El protagonismo de los Maradona se vio eclipsado por la llegada abrupta de Susana Giménez, quien atravesó el salón por la alfombra roja contrastada por su vestido amarillo. Se ubicó junto a Jorge Rama y Luis Cella, repartió sonrisas y exageró hasta el hartazgo, lo que valió hacia el final un reto de China Zorrilla. En lo que fue el mejor discurso de la noche, Zorrilla dijo: «Pasan los años y dicen 'che, mirá si se nos va esta anciana, vamos a darle un premio' pero en mi caso la despedida va siendo larga, todos los años me dan un premio, ¿este es por Los Roldán?». Mientras tanto, Susana no dejaba de pegar grititos y saludar desde su mesa, a lo que Zorrilla lanzó: «Susana, dejá de saludarme tanto desde ahí, si no me llamás nunca».
Claudia Maradona lanzaba miradas furiosas hacia Nazarena Vélez (se le adjudicó un romance con Maradona) y toda la familia se puso de espaldas cuando Vélez, también dando la espalda, subió a buscar el Martín Fierro de Gerardo Sofovich (no fue porque, según dijo, hace diez años que no lo invitan). Las estratégicas distancias de mesa entre los Maradona y la Vélez se repitió con los «Pimpinela». Lucía Galán fue novia fugaz de Maradona, razón por la cual estuvieron alejados de la familia del futbolista y habían sido «rebotados» de «La noche del Diez». Con quien sí conversó animadamente Claudia Maradona fue con Florencia de la V, quien se lleva tan bien con la familia que conversó animadamente con Dalma y Gianina cuando se encontraron en el toilette de damas. De la V disfrutaba hablando mal del vestido de Nicole Neuman (el más criticado de la noche) y se quejaba porque el suyo propio se le había descosido (nada para asustarse, sólo los volados del ruedo).
Todas las mujeres asistían al toilette de la mano, sobre todo las jóvenes como Julieta Díaz, Victoria Onetto y las amigas Nazarena Vélez y Analía Francín. Exageraban «estás divina, ni se te nota» ante una Onetto que apareció recientemente en la tapa de Playboy y que ya luce pancita incipiente que nadie creería de cinco meses. Vélez, con una curita en la frente tras haberse caído en su bañera (ya había estado internada por un accidente de auto) se preocupaba pues el vestido le quedaba grande y el escote de la espalda se le deslizaba más de lo conveniente: «Me dice Gerardo que baje un cambio, no como nada, me baja la presión, tengo que parar la máquina».
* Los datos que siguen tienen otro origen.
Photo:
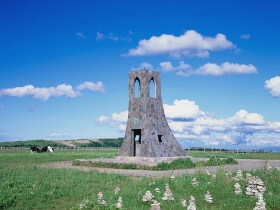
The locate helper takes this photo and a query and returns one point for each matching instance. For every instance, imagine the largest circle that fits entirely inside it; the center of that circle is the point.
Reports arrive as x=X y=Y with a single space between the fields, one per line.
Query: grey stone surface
x=147 y=131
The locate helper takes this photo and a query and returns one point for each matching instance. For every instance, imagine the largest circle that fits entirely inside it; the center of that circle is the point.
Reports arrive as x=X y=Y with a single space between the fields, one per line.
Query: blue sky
x=64 y=68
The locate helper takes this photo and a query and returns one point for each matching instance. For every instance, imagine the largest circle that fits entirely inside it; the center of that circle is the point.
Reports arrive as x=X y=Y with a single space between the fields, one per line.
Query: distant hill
x=109 y=142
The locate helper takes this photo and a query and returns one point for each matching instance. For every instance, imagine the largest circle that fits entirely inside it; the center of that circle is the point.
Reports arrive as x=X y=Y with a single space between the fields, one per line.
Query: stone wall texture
x=146 y=115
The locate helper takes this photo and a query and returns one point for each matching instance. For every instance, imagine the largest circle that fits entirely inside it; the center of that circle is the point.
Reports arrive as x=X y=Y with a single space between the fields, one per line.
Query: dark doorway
x=136 y=135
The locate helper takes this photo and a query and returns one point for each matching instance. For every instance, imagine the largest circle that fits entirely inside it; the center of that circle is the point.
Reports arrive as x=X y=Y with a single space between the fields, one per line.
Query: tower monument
x=147 y=132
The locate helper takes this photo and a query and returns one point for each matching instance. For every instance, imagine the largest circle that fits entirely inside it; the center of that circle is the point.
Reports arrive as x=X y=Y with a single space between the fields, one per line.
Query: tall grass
x=30 y=187
x=263 y=156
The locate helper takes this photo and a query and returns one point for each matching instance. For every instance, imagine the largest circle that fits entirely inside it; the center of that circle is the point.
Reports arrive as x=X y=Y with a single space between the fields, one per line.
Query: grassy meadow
x=262 y=156
x=24 y=185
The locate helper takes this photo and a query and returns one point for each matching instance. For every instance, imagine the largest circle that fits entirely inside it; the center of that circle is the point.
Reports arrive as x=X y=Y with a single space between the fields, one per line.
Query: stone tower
x=147 y=132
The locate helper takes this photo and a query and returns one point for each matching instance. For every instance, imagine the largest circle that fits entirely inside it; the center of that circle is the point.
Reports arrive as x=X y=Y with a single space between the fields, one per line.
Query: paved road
x=243 y=164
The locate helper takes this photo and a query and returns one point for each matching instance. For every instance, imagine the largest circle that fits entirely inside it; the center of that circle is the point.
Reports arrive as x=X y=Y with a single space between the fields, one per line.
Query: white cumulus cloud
x=96 y=87
x=273 y=86
x=44 y=93
x=115 y=120
x=191 y=43
x=182 y=109
x=41 y=93
x=225 y=68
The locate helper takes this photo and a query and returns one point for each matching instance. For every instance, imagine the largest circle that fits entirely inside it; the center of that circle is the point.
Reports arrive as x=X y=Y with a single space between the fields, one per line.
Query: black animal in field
x=43 y=149
x=35 y=149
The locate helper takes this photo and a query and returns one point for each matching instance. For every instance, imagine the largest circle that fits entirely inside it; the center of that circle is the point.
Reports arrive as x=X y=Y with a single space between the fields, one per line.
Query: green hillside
x=30 y=143
x=108 y=142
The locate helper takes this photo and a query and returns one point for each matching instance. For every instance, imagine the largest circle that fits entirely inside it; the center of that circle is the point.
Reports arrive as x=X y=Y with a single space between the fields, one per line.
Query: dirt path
x=243 y=164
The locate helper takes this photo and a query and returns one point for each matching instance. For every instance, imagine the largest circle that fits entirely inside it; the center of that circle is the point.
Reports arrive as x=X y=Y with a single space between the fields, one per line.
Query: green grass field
x=263 y=156
x=24 y=185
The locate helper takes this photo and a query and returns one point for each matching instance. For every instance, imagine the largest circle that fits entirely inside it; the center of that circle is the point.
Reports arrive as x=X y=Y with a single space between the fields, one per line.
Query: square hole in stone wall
x=160 y=138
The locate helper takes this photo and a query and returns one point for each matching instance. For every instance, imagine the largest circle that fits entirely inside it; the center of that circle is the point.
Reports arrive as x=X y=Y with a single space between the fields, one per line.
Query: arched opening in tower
x=152 y=90
x=137 y=88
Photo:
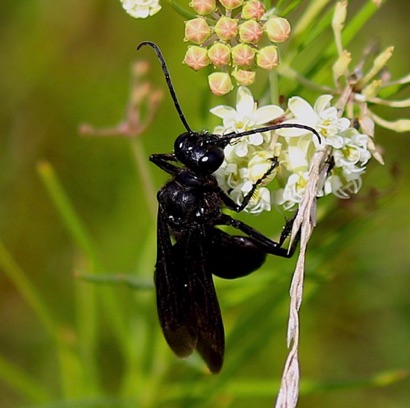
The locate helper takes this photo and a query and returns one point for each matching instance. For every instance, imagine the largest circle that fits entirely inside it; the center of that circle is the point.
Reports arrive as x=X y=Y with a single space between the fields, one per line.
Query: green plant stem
x=20 y=382
x=27 y=290
x=145 y=175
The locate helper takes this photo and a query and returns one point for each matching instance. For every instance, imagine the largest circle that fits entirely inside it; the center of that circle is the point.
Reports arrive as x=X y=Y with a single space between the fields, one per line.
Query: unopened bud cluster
x=236 y=37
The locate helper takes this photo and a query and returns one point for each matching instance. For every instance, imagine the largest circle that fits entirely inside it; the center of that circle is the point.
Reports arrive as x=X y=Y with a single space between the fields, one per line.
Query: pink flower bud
x=203 y=7
x=220 y=83
x=244 y=77
x=253 y=9
x=196 y=57
x=197 y=30
x=243 y=54
x=277 y=29
x=250 y=32
x=219 y=54
x=231 y=4
x=226 y=28
x=267 y=57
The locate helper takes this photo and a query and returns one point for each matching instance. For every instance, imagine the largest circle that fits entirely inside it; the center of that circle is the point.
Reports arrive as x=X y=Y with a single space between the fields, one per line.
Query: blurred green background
x=68 y=62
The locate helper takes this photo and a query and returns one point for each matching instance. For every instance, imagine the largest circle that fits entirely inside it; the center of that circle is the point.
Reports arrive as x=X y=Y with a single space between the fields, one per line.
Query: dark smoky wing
x=233 y=256
x=188 y=308
x=173 y=300
x=205 y=315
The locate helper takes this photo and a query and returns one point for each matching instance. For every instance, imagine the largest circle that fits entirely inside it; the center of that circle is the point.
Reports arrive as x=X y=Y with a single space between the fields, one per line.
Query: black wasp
x=189 y=246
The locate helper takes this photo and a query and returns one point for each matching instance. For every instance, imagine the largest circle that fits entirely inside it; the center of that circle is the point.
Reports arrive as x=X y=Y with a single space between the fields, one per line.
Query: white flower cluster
x=141 y=8
x=249 y=158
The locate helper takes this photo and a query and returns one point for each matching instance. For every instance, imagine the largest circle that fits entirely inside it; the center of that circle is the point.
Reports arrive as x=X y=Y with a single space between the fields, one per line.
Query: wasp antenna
x=233 y=135
x=168 y=80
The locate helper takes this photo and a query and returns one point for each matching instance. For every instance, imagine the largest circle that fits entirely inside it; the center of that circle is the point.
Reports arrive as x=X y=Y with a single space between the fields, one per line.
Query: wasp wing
x=188 y=308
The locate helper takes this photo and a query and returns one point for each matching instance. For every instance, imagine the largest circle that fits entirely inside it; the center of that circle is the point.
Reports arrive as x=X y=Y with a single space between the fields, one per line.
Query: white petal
x=322 y=103
x=302 y=111
x=241 y=149
x=256 y=139
x=245 y=104
x=223 y=112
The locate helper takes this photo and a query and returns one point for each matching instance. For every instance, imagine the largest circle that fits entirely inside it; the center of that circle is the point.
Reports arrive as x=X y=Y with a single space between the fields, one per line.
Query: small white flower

Graciela Alfano y Matías Alé llegaron pasada la medianoche y algún bromista juró que venía de un velorio, a juzgar por su vestido blanco adherido y de profundo escote en la espalda, como casi todas las que pueden exhibir sus espaldas, por caso, Nazarena Velez, Verónica Varano y Victoria Onetto, entre tantas otras. En cambio a Susana ya no se la ve lucir ni sus brazos pues recurre hace un tiempo a las mangas largas.
Una de las principales quejas fue la comida: los llamados «manjares del mar» eran mínimos trozos de un salmón ahumado, un langostino, una ostra o una tostada multicereal, nunca todo junto. El plato principal llegó tras las varias vueltas de pan para engañar a los invitados (que preferían entretenerse con vino y champán) y consistió en una muestra de rouleau de cerdo con queso de cabra (muchos se quejaron de tal combinación) una lámina de ciervo ahumado y guarnición. El postre, era dulce de leche y chocolate en forma de control remoto, sobre un sillón rosa de mazapán.
Antes, el grupo Miranda! ofreció un show ideado por Daniel Hadad, donde se repasaron clásicos de la televisión como «Hay una voz en el teléfono» del Paz Martínez o «Quereme», de Marilina Ross. Hadad estaba atento al minuto a minuto del rating que le comunicaban por su teléfono celular. Juan Carlos Mesa, el otro buen discurso de la noche, dedicó el premio de la Trayectoria a su mujer y se quejó: «Nuestra vida profesional se mide minuto a minuto. A este minuto no lo midan, porque es el más grato que viví en mi vida profesional».